Seharusnya adalah salah satu kata berdasar pada
standar, tampak memaksa namun tidak terwujud.
Hidup manusia yang dijadikan percontohan bagi manusia
lainnya kini bukan lagi diperlakukan sebagai model, melainkan sebuah keharusan.
Selalu ada manusia yang terlihat lebih jelas dari yang
lainnya, yang selalu didengar pun juga banyak tapi tak semua. Mengapa? Karena dunia
punya ketentuan seperti itu.
Orang-orang yang suatu keharusannya terlewat-- begitupun dengan orang-orang yang sudah sampai pada tujuannya, dibekali poin yang hanya diketahui oleh yang tidak akan mengikuti lomba.
Dalam perlombaan ini,
peraturan bagi yang terlewat adalah dilarang kembali atau putar balik. Sementara bagi yang telah sampai, peraturannya adalah dilarang berhenti. Keduanya kemudian
tidak punya pilihan lain selain terus jalan dengan poin masing-masing yang
masih tersisa.
Poin inilah yang selalu salah dimaknai si terlewat dan
si sampai. Karena tidak tahu jumlah poin yang dimiliki, si terlewat dan si
sampai membuat asumsi bahwa poin tersebut memiliki jumlah yang sama dengan
menciptakan standar.
Standar ini memiliki alat bernama pembanding.

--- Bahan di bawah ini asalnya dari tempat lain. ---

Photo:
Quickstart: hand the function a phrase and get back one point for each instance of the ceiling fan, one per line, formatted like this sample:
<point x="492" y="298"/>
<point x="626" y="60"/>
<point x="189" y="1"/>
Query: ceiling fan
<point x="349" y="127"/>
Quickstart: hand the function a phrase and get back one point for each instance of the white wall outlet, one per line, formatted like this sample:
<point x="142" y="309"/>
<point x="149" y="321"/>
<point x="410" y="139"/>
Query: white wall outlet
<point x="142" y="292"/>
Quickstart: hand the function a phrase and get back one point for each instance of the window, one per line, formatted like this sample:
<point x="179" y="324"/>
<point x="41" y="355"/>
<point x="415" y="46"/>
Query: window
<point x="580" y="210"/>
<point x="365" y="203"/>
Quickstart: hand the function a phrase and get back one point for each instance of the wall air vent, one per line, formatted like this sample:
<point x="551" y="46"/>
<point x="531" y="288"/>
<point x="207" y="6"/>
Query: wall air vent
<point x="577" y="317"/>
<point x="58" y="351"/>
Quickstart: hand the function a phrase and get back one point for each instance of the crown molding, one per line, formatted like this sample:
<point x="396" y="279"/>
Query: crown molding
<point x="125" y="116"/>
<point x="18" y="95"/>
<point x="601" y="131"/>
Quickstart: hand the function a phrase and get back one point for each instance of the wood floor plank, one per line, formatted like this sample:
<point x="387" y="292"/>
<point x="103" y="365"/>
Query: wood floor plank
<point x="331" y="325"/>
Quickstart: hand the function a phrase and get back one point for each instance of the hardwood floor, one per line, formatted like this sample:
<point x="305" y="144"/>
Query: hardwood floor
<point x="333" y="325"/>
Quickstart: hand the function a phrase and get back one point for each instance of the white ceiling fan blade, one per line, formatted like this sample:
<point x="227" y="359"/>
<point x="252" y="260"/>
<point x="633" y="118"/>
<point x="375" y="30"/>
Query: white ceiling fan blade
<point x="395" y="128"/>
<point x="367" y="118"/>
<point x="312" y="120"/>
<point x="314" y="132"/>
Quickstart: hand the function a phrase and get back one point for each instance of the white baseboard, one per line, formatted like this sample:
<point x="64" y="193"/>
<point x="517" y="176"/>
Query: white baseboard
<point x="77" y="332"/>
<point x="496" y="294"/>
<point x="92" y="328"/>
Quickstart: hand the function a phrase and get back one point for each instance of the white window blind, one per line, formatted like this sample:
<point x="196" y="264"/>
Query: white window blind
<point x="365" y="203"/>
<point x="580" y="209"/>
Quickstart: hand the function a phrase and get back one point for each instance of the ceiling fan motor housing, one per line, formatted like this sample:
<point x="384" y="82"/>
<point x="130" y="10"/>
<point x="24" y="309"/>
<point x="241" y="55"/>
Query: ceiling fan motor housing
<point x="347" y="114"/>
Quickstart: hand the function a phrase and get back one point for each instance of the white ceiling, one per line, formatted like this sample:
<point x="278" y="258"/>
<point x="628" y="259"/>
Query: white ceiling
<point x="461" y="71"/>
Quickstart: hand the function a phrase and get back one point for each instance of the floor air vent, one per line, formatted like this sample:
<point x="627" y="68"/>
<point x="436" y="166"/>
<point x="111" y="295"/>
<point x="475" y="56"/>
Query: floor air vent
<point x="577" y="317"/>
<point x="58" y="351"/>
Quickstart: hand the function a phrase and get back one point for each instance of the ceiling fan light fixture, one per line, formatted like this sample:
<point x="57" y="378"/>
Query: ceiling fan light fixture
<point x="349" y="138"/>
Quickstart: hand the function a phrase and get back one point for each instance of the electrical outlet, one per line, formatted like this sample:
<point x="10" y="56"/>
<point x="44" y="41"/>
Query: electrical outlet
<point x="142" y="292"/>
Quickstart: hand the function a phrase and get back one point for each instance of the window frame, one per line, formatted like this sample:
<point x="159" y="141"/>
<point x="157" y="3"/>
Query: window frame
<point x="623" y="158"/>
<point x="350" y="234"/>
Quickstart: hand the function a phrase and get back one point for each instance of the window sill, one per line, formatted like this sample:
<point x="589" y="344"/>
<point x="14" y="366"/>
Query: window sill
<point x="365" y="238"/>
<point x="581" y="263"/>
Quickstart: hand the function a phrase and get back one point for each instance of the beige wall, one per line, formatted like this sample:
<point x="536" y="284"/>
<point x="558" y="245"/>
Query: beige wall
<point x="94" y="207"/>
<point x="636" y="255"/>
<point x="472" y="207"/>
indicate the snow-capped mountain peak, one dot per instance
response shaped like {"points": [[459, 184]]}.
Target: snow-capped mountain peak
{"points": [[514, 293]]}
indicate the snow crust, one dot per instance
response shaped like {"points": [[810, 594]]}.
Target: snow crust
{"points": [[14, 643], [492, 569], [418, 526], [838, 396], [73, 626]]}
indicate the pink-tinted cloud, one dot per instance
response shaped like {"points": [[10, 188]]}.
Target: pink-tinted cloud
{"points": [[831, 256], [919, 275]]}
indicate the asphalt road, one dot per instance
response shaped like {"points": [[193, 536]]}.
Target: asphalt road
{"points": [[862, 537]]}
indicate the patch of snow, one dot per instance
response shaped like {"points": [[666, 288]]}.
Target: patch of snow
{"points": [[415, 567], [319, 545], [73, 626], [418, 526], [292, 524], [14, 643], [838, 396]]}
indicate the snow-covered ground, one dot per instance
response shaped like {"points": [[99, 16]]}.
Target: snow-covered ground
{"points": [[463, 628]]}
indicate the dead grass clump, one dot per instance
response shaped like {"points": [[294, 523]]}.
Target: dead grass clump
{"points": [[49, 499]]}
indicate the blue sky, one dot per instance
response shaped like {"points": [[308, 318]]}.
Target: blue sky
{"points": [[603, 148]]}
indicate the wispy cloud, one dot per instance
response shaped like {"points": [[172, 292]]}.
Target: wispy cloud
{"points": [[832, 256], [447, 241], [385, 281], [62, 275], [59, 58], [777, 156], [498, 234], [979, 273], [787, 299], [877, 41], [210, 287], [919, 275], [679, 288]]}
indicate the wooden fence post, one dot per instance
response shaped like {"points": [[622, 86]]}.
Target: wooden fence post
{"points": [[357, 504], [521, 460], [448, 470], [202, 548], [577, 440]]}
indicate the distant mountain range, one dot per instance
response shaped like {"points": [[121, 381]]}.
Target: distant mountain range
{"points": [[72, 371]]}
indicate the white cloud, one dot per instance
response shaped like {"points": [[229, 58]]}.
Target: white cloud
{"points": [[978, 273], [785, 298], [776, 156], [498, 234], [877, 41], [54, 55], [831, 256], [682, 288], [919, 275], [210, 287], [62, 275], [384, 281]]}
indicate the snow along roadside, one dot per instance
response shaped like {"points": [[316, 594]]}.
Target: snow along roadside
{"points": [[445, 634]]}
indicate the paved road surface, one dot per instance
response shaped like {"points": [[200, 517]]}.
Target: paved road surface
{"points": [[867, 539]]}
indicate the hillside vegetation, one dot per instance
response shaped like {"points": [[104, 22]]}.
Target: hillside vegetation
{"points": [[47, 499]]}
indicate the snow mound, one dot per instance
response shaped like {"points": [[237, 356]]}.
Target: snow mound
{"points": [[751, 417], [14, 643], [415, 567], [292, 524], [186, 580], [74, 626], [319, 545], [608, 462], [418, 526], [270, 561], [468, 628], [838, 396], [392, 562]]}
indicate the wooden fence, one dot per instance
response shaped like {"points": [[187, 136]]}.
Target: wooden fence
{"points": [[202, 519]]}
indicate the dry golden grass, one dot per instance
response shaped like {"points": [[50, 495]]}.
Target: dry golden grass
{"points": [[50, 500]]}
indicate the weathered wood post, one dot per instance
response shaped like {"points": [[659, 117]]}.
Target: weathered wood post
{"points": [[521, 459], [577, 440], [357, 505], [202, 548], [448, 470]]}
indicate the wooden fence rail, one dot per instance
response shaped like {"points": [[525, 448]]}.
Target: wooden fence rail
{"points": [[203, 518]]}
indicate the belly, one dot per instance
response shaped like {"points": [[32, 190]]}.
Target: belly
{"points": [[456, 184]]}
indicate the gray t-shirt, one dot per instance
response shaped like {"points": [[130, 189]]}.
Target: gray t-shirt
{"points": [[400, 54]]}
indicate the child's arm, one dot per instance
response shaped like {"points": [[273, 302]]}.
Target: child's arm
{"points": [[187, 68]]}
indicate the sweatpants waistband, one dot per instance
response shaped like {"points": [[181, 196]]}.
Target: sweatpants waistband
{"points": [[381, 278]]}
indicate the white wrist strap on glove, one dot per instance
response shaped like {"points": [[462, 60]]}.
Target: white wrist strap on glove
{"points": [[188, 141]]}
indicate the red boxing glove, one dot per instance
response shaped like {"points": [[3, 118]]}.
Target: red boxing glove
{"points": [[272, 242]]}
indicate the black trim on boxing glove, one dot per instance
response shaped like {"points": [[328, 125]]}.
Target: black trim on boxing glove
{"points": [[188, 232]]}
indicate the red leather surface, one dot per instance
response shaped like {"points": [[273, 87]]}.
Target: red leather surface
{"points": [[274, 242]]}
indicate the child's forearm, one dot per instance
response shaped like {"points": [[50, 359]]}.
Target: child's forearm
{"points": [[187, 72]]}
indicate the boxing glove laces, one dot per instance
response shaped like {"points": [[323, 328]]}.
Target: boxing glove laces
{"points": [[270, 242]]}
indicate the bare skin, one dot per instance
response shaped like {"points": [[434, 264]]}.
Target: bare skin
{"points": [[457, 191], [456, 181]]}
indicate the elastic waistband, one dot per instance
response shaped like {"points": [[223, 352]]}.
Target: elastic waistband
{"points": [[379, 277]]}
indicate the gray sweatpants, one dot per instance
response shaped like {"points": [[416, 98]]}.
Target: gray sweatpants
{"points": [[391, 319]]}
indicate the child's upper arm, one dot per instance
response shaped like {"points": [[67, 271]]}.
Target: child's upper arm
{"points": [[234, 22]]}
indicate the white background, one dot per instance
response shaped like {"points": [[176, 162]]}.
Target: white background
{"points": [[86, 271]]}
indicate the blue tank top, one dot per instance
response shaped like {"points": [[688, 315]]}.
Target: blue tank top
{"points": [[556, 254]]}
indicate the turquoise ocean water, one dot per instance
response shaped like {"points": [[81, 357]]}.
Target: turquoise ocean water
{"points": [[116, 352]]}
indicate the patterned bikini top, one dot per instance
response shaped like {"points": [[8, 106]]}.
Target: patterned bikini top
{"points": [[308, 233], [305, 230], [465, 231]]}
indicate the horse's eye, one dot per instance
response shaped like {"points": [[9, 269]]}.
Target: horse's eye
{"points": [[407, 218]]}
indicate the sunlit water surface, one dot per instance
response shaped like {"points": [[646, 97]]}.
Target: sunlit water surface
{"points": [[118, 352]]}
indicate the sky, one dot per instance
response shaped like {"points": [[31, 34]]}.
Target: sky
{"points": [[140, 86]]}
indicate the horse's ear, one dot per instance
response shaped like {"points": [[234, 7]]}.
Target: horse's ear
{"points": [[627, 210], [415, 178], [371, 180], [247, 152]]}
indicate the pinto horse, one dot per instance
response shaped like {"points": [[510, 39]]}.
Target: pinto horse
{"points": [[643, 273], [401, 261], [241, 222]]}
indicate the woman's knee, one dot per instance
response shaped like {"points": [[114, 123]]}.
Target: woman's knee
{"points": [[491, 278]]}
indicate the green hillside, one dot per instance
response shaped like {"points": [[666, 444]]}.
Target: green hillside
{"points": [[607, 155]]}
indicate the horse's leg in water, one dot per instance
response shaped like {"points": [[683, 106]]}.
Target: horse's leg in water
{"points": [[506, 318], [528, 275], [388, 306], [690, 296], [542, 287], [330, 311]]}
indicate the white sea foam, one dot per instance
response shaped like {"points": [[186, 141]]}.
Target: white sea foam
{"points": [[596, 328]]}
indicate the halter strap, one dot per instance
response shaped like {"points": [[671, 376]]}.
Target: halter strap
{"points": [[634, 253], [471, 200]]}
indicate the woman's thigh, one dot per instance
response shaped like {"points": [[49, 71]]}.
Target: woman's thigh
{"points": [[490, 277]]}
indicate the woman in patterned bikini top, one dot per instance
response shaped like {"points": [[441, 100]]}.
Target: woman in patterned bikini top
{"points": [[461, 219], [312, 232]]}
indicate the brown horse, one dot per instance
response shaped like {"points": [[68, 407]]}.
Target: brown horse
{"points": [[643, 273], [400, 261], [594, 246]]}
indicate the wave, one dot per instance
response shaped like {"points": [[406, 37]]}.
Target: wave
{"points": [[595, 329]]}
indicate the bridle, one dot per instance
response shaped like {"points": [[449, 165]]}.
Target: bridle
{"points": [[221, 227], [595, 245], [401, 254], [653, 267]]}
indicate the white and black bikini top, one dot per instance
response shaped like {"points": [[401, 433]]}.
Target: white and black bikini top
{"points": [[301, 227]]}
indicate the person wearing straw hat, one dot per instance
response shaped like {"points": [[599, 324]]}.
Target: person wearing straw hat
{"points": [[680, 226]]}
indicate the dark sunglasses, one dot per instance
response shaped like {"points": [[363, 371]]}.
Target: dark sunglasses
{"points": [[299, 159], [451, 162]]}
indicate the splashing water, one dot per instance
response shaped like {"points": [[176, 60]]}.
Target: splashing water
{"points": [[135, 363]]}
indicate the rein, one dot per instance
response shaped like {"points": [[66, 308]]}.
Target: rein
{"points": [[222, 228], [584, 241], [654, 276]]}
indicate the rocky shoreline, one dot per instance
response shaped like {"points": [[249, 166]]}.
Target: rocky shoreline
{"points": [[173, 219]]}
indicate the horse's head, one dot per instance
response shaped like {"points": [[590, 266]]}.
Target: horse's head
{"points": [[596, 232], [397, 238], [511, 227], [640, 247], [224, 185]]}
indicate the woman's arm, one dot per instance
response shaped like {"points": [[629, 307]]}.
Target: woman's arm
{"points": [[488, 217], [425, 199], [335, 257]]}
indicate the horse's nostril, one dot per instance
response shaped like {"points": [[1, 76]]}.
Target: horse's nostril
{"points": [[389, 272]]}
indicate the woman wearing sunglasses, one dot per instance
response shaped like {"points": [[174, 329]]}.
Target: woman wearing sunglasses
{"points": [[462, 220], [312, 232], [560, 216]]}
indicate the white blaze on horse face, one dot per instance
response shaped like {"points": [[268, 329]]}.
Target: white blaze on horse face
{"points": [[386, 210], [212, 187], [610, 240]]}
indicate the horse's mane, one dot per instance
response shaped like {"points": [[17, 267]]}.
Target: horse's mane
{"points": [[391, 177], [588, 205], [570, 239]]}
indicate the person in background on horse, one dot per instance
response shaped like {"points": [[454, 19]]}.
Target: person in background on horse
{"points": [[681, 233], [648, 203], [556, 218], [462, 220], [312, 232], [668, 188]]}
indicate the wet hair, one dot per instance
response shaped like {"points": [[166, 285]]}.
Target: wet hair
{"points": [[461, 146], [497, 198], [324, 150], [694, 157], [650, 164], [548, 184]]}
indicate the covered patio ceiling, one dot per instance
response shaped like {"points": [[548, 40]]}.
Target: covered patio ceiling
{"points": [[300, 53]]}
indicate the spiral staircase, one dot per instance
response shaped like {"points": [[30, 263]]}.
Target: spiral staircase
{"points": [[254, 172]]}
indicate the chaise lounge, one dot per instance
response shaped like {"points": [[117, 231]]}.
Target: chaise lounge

Pembanding lalu digunakan secara berlebihan, terkadang
malah secara terang-terangan dan disadari betul oleh individu yang memercayai
makna semu.
Klasifikasi terhadap si terlewat dan si sampai adalah
fakta yang ditentukan oleh waktu, bukan alat. Bahkan sebenarnya mereka berbeda
sekali.
Poin yang dimiliki masing-masing individu memang tidak
terbantahkan karena sudah ditentukan sejak dulu, tidak mengetahuinya adalah
cara untuk patuh pada peraturan untuk terus jalan sampai perlombaan selesai.
Kemudian, si terlewat dan si sampai akan menyadari
makna semu sebuah perlombaan adalah tentang menang dan kalah ketika
sesungguhnya perlombaan adalah tentang siapa yang menyelesaikannya.